If arch bars or MMF screws are used intraoperatively, they are usually removed at the conclusion of surgery if proper fracture reduction and fixation have been achieved. Arch bars may be maintained postoperatively if functional therapy is required or if required as part of the fixation.
Postoperative x-rays are taken within the first days after surgery. In an uneventful course, follow-up x-rays are taken after 4–6 weeks.
The patient is examined approximately 1 week postoperatively and periodically thereafter to assess the stability of the occlusion and to check for infection of the surgical site. During each visit, the surgeon must evaluate the patient's ability to perform adequate oral hygiene and wound care, and provide additional instructions if necessary.
The treatment of infected nonunions normally involves longer than the typical hospital stay, allowing daily examinations and intravenous antibiotics until the signs and symptoms of infection resolve.
Adequate dental care is required in most patients having undergone mandibular surgery.
If a malocclusion persists, the surgeon must ascertain its etiology (with appropriate imaging technique). If the malocclusion is secondary to surgical edema or muscle splinting, training elastics may be beneficial. The lightest elastics as possible are used for guidance, because active motion of the mandible is desirable. Patients should be shown how to place and remove the elastics using a hand mirror.
If the malocclusion is secondary to a bony problem due to malreduction or hardware failure or displacement, elastic training will be of no benefit. The patient must return to the operating room for revision surgery. A slight malocclusion can be corrected by by orthodontics or dental adjustments with the help of a dentist.
Follow-up appointments are at the discretion of the surgeon, and depend on the stability of the occlusion on the first visit. If a malocclusion is noted and treatable with training elastics, weekly appointments are recommended.
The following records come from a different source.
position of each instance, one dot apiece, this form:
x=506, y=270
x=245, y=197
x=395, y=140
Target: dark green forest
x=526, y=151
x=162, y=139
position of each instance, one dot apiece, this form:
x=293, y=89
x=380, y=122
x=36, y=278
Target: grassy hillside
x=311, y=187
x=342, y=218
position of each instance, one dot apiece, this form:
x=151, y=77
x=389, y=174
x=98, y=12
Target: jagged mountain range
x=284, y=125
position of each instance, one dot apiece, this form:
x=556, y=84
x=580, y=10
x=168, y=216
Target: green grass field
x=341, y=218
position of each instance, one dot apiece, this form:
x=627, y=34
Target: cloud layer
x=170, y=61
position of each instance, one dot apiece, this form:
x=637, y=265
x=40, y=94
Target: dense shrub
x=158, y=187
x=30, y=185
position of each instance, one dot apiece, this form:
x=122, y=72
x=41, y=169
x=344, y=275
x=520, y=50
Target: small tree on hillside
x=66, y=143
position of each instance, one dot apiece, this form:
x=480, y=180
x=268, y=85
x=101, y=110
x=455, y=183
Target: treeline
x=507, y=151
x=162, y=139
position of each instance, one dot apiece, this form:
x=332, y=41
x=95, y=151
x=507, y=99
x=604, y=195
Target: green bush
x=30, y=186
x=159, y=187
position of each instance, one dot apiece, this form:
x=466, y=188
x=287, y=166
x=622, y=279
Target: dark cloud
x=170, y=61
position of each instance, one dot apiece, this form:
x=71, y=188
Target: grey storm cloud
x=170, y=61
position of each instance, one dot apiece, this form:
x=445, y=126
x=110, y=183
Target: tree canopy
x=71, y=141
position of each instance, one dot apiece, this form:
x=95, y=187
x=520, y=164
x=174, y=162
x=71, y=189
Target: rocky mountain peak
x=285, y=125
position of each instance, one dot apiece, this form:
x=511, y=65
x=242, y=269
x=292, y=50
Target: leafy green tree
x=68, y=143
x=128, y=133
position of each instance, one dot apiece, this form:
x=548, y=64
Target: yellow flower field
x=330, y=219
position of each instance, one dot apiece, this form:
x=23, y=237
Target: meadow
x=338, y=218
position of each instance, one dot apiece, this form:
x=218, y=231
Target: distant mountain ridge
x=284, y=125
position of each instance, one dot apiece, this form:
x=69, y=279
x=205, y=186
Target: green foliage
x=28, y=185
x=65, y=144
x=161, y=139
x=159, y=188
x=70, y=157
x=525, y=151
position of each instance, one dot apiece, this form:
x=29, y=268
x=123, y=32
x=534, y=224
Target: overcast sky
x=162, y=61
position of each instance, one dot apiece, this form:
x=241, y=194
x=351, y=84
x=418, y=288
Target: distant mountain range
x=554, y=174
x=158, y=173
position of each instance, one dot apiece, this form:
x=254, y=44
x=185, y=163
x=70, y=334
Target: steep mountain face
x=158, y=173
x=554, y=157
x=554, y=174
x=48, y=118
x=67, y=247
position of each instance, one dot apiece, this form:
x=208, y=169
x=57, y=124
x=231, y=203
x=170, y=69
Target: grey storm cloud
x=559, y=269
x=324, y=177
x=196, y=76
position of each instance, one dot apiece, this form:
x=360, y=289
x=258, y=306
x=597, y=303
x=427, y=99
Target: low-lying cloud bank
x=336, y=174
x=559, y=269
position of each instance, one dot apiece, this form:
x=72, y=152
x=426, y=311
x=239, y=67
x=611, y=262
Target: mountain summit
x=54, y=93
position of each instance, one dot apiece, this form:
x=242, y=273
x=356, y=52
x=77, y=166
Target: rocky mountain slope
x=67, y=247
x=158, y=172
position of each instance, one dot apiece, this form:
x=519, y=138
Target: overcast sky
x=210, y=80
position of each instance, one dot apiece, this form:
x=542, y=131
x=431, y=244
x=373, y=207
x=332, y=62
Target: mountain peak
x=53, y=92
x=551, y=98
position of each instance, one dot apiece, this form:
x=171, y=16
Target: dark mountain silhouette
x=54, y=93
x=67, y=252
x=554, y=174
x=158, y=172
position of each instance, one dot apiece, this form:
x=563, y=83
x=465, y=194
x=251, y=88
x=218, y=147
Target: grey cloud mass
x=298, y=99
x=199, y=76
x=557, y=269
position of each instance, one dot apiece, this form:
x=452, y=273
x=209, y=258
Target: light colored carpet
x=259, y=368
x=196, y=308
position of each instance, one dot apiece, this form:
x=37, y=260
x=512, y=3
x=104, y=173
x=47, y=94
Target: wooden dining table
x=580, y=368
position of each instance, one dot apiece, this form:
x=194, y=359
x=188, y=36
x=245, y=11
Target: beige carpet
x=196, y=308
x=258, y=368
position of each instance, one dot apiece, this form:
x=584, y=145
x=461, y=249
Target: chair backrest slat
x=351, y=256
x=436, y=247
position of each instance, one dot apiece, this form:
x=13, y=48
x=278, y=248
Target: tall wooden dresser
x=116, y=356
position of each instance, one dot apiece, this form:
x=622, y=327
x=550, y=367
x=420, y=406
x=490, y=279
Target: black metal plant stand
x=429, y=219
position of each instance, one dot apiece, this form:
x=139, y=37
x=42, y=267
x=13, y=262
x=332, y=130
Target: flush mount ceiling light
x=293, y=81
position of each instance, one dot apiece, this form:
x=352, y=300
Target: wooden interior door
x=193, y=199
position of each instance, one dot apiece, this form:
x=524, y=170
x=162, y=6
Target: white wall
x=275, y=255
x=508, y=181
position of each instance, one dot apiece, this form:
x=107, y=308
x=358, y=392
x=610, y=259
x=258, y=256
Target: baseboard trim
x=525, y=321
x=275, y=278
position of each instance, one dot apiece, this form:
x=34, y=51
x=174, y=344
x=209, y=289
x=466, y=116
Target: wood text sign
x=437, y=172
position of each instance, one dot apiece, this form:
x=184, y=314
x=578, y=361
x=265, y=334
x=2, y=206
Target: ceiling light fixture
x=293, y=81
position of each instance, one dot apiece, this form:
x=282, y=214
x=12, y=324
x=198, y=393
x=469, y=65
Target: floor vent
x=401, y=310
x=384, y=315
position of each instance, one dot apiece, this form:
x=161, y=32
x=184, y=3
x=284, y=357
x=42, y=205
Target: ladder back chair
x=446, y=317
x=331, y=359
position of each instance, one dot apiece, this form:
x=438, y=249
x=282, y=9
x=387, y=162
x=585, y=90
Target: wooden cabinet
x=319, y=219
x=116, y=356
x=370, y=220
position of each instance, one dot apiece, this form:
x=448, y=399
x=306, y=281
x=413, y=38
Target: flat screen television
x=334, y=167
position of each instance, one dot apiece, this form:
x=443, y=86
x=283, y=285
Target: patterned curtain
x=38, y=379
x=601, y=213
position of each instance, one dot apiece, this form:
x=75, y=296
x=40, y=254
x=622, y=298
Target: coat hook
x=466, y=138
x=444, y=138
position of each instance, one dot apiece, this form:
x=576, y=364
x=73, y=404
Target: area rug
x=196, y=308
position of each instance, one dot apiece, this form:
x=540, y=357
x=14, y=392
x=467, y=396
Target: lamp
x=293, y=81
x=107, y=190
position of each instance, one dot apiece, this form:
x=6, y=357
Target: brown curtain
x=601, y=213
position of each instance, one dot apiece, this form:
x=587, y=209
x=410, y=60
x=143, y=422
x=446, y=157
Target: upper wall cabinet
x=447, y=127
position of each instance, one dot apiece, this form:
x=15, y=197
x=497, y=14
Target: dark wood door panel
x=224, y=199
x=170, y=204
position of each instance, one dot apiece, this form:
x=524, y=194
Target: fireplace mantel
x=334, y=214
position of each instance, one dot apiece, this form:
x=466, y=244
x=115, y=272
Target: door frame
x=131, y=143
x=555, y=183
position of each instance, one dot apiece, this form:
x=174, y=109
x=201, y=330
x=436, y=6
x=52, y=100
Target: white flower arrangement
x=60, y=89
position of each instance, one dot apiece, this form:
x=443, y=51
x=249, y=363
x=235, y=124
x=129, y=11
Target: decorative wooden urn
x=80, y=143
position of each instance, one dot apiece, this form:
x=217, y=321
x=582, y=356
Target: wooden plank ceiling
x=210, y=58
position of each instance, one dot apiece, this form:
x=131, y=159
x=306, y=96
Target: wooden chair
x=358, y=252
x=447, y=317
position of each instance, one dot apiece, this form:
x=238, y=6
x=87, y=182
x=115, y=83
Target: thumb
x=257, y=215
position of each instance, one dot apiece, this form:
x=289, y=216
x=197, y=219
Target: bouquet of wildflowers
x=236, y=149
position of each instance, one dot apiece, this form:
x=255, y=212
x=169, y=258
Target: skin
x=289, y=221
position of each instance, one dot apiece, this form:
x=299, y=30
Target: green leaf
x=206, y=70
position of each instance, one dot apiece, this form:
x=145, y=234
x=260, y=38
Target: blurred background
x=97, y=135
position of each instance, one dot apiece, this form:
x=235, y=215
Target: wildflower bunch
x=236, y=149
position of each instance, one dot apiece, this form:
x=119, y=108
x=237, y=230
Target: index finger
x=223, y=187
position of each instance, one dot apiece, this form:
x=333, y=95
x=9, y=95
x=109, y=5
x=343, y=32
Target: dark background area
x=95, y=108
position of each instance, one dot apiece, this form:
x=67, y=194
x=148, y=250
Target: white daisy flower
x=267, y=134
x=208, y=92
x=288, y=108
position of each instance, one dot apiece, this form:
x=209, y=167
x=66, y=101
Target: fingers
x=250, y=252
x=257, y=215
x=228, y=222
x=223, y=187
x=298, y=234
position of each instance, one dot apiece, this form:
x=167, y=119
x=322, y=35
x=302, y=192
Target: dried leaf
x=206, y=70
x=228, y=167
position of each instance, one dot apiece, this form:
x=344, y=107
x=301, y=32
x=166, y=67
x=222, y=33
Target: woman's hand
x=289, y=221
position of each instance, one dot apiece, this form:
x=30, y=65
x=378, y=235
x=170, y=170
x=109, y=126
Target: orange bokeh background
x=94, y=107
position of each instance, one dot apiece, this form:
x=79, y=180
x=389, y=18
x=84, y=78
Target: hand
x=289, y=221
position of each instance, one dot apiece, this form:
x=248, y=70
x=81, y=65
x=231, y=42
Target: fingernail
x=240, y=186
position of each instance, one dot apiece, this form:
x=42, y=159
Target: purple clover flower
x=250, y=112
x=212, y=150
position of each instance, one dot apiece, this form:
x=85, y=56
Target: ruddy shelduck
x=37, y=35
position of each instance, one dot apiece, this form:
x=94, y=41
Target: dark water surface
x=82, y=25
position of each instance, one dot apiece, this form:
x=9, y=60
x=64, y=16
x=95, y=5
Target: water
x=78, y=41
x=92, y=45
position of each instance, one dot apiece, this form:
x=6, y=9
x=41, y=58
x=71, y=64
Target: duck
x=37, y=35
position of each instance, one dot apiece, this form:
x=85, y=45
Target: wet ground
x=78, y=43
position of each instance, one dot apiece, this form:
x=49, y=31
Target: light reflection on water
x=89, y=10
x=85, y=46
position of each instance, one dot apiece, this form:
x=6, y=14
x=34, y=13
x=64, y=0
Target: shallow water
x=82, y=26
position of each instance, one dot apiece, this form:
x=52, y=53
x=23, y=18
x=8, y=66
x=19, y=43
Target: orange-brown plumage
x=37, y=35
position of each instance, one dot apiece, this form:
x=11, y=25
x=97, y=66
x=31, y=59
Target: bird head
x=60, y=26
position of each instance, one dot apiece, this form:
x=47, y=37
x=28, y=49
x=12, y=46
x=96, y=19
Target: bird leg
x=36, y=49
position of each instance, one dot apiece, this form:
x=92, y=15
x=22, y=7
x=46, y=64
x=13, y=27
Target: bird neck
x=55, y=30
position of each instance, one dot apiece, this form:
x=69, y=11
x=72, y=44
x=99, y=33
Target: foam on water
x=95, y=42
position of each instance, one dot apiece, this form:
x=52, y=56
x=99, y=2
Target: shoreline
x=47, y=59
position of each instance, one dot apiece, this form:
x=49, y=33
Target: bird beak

Postoperatively, patients will have to follow three basic instructions:
Depending upon the stability of the internal fixation, the diet can vary between liquid and semi-liquid to “as tolerated”, at the discretion of the surgeon. Any elastics are removed during eating.
2. Oral hygiene
Patients having only extraoral approaches are not compromised in their routine oral hygiene measures and should continue with their daily schedule. Patients with intraoral wounds must be instructed in appropriate oral hygiene procedures. The presence of the arch-bars and any elastics makes this a more difficult procedure than normal. A soft toothbrush (dipping in warm water makes it softer) should be used to clean the surfaces of the teeth and arch-bars. Any elastics are removed for oral hygiene procedures. Chlorhexidine oral rinses should be prescribed and used at least three times each day to help sanitize the mouth. For larger debris, a 1:1 mixture of hydrogen peroxide/chlorhexidine can be used. The bubbling action of the hydrogen peroxide helps remove debris. A Waterpik® or similar device is a very useful tool to help remove debris from the wires. If a Waterpik is used, care should be taken not to direct the jet stream directly over intraoral incisions as this may lead to wound dehiscence. The assistance of a dental hygienist may be helpful.
Physiotherapy can be prescribed at the first visit and opening and excursive exercises begun as soon as possible. Goals should be set, and, typically, 40 mm of maximum interincisal jaw opening should be attained by 4 weeks postoperatively. If the patient cannot fully open his mouth, additional passive physical therapy may be required such as Therabite or tongue-blade training, as well as assistance from a physiotherapist if required.